Colman explicou que o objetivo é que o Estado uruguaio não conteste o reconhecimento do documento e permita o avanço para uma definição jurídica. Nesse sentido, o coletivo planeja apresentá-lo à CIDH sob o argumento de que a modificação da identidade de uma pessoa falecida viola direitos fundamentais. “A discussão não passa por um DNA, que sempre foi um caminho cheio de obstáculos, mas pela identidade legal e pela vontade expressa em vida”, afirmou.

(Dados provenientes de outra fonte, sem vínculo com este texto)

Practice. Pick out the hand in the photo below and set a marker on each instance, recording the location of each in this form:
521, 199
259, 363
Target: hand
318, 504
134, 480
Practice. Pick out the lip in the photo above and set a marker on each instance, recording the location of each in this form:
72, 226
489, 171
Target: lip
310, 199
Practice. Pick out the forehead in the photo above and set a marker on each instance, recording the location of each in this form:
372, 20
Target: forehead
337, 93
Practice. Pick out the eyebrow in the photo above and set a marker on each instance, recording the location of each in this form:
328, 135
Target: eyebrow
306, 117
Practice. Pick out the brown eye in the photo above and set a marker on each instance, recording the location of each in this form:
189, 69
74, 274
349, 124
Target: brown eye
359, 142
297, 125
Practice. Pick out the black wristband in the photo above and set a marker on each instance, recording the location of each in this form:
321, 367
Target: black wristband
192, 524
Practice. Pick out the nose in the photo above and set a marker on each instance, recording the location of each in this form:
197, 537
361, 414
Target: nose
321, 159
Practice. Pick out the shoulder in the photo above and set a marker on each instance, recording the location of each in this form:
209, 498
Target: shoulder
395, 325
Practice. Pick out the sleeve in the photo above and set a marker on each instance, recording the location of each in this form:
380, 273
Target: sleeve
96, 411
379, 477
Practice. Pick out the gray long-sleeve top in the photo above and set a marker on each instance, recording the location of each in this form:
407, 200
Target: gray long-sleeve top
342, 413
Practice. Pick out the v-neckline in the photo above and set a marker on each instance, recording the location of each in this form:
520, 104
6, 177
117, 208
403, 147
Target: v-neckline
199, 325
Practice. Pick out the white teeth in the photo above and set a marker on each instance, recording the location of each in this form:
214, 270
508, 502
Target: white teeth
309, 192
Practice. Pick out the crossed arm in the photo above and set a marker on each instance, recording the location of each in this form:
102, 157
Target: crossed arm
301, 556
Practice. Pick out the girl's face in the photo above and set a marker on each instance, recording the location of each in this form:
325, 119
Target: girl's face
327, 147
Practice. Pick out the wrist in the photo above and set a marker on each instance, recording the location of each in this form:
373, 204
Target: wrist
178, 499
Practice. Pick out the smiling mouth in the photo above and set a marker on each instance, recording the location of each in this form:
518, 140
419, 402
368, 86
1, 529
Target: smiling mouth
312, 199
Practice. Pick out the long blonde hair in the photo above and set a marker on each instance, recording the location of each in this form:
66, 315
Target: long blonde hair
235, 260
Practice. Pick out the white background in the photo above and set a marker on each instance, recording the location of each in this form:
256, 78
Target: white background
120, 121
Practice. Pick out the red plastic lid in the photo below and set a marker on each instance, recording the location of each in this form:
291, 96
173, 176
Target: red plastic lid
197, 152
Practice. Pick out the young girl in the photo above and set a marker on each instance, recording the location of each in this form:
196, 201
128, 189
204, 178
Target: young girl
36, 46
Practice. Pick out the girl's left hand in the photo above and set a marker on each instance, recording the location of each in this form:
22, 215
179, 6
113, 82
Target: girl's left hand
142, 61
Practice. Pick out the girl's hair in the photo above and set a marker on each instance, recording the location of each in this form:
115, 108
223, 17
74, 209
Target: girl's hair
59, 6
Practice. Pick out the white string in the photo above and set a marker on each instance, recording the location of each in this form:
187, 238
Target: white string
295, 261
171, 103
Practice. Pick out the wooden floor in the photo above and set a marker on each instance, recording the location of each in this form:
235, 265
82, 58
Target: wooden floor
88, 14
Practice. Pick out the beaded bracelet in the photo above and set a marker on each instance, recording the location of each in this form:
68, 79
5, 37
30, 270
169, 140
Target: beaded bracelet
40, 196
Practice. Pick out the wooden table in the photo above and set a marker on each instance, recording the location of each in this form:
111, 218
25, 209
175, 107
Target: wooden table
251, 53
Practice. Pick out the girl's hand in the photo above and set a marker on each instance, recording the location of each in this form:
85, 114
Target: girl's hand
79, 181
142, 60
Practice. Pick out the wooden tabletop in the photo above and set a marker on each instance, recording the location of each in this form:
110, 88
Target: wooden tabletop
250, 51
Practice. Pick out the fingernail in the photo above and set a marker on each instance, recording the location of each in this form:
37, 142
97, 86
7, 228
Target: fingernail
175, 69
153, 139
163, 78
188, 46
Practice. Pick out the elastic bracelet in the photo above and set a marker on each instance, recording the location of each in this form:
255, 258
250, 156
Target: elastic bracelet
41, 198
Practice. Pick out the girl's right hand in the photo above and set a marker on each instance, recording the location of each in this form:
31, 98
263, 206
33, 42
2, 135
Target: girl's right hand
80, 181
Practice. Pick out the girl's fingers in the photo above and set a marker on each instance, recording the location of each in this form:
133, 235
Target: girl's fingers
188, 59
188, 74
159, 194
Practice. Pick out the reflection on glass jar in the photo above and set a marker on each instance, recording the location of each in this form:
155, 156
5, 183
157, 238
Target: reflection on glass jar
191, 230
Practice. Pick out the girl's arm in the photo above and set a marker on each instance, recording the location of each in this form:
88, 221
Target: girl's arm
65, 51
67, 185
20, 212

Gardel Rioplatense é formado por pesquisadores e admiradores de vários países, entre eles Uruguai, Argentina, Espanha, Colômbia e França. O grupo afirma que não se trata de uma disputa de caráter nacionalista, mas de reivindicar Gardel como uma figura rioplatense, com nacionalidade uruguaia e cidadania argentina. “Gardel escolheu duas pátrias e é um fenômeno cultural que nos pertence a todos”, concluiu Colman.

Hormônios e DNA

Em 2013, o matemático uruguaio Eduardo Cuitiño publicou o livro Gardel, el muerto que habla, obra na qual, por meio de uma abordagem científica, oferecia evidências que apoiavam a tese da nacionalidade uruguaia do cantor.

Entre outros elementos, ele apontava uma possível deficiência hormonal no artista e sugeria a possibilidade de comparar esse “padrão hormonal” com os restos de integrantes da família Escayola em Tacuarembó, à qual Gardel pertenceria.

Cuitiño reconhece as dificuldades de obter DNA dos restos de Carlos Gardel, especialmente considerando as terríveis circunstâncias de sua morte. No entanto, anos atrás, ele defendeu que se tentasse obter uma amostra — algo que nunca foi aceito na Argentina — e até apoiou uma campanha para reunir adesões.